25 February 2010

Currently reading: “Far Afield” by Susanna Kaysen

Far Afield by Susanna Kaysen is a great example of the kinds of book I was hoping my 2010 literary resolution would allow me to read. I owned this book since my second year in college but I am only now reading it as my current portable book to read on the public transit. This is also my fourth and favorite anthropological novel I’ve read so far.

I did twice before try reading this book but I found it impossible to get past the dreary and slow beginning.  There was also the issue of wrong expectations. The first time I tried reading the book was immediately after I bought it. And the sole reason for buying this book was that it was a Susanna Kaysen novel, the author of Girl, Interrupted. Since I loved her memoir, I somehow expected, despite the blurb in the back, that it’d be another coming of age book portraying psychological angst. Reading the first 20 pages or so not about that, therefore, has been disappointing. All I felt reading the beginning was an overwhelming sense of grayness coming off the pages and permeating reality. So I don’t really blame my younger self for not reading on to find out that this book was precisely about coming of age and psychological angst of the (usually intelligent) young people.

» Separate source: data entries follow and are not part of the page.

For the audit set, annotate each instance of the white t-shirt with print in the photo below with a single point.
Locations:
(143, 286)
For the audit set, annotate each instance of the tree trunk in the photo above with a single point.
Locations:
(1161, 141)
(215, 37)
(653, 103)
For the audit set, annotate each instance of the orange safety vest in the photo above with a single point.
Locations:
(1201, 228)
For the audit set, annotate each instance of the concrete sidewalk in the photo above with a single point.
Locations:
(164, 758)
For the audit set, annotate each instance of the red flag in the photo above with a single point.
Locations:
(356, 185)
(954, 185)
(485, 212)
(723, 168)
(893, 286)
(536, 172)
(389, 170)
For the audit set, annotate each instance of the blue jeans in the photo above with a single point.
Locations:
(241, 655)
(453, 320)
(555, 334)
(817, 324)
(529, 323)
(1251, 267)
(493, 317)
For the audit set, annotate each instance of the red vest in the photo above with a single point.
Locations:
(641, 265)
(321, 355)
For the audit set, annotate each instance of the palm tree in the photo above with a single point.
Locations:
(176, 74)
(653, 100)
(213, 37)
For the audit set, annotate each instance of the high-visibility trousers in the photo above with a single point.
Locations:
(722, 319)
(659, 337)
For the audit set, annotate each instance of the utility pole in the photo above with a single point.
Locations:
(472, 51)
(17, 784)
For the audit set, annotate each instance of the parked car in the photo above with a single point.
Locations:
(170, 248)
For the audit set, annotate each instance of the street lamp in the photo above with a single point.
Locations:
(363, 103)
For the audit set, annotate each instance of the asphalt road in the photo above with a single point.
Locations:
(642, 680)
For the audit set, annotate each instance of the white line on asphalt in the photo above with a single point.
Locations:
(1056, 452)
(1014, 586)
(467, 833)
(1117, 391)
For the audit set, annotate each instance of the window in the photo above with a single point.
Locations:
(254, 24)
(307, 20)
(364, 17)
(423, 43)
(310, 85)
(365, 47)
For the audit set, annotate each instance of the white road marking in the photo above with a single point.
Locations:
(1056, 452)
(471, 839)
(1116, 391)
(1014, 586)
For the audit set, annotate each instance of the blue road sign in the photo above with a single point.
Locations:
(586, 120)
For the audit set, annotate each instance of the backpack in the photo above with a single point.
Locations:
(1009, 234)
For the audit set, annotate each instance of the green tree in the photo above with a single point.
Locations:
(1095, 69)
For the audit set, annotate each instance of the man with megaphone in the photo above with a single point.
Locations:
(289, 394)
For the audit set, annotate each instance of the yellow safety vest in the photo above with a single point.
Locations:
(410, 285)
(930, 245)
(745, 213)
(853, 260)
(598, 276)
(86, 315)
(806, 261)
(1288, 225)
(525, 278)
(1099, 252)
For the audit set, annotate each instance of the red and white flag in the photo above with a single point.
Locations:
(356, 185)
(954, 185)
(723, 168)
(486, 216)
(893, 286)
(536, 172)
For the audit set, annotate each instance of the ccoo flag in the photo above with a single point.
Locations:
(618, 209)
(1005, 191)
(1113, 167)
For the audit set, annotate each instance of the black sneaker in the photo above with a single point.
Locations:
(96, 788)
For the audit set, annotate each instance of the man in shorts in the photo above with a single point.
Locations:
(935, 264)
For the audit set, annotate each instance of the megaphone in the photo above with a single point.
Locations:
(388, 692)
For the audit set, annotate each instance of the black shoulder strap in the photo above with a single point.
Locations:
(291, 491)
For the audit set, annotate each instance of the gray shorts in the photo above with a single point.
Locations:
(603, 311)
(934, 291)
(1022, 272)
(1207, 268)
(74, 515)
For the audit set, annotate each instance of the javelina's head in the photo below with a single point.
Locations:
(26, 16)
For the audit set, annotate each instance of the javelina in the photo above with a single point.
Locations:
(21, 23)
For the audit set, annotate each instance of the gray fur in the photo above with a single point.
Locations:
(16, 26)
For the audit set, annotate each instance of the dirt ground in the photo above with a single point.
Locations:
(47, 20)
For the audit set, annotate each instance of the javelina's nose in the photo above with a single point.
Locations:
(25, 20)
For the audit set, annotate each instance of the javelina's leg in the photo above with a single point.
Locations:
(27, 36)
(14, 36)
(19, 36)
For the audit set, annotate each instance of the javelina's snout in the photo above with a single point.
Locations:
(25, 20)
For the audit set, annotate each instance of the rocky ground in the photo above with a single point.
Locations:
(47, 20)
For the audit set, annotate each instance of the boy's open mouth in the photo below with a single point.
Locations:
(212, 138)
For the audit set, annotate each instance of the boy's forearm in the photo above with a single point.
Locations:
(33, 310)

I couldn’t penetrate the grayness of the beginning on my second try either. But now I see that the beginning was so difficult because it was so compelling: I was transplanted into Faroe Islands feeling trapped by its coldness and humidity. Reality seemed to takes on different hues like their “unnatural” sun. Susanna Kaysen’s writing is so effective that I found myself travelling with Jonathan, the main character. I felt the ennui and the dread that Jonathan felt about his year ahead. All of this made me want to close the book only if to escape this world, and so I did not succeed finishing the book on my second try either.

Oh but on my third try, I kept reading, perhaps because I started this time with an adjusted set of expectations, but more likely because I was stuck on the train with only this book and I didn’t want to make eye contact with the other New Yorkers. And at this moment, I empathized with Jonathan, although he was a little arrogant in his youth and also a bit spoiled, because I, like him, wanted to avoid the very people I was sharing a city with. And so I was hooked.

This story is unlike the other three anthropological novels I’ve read so far. Instead of meeting a young protagonist anthropologist thirsty for knowledge and (more or less) eager to go native, Jonathan, our thesis researching novice anthropologist, feels more ambivalent about becoming a participant observer. Yet he gets sucked in and even in the thickness of his involvement with the culture, Jonathan has doubts, fears, and still continuing and consuming ambivalence about the whole anthropological enterprise. It was refreshing to finally meet a more believable grad student who seems too well read, too neurotic, and too young.

And Susanna Kaysen doesn’t disappoint in writing another psychological story. The acute observations I loved in Girl, Interrupted are what made me feel a connection with Jonathan. I especially loved the inner dialogues Jonathan had with his overly academic self, overly critical self, overly untrusting self, and finally a self that resigns himself to the conditions, both glorious and pathetic, of life itself. I ended up rooting for him but found the book too depressing at times since Jonathan’s problems can so easily be generalized to the human condition I am trying to ignore in my youth.

Jonathan’s way of making all the concerns of the twenties abstract and academic especially rings true with me since I as well as a few close friends of mine have a tendency to trap ourselves that way. Is making everything abstract our way of avoiding life itself? Well then, perhaps we need an awakening similar to Jonathan’s filled with poop, blood, and animal slaughter, essentially a confrontation with the realities of living outside our books.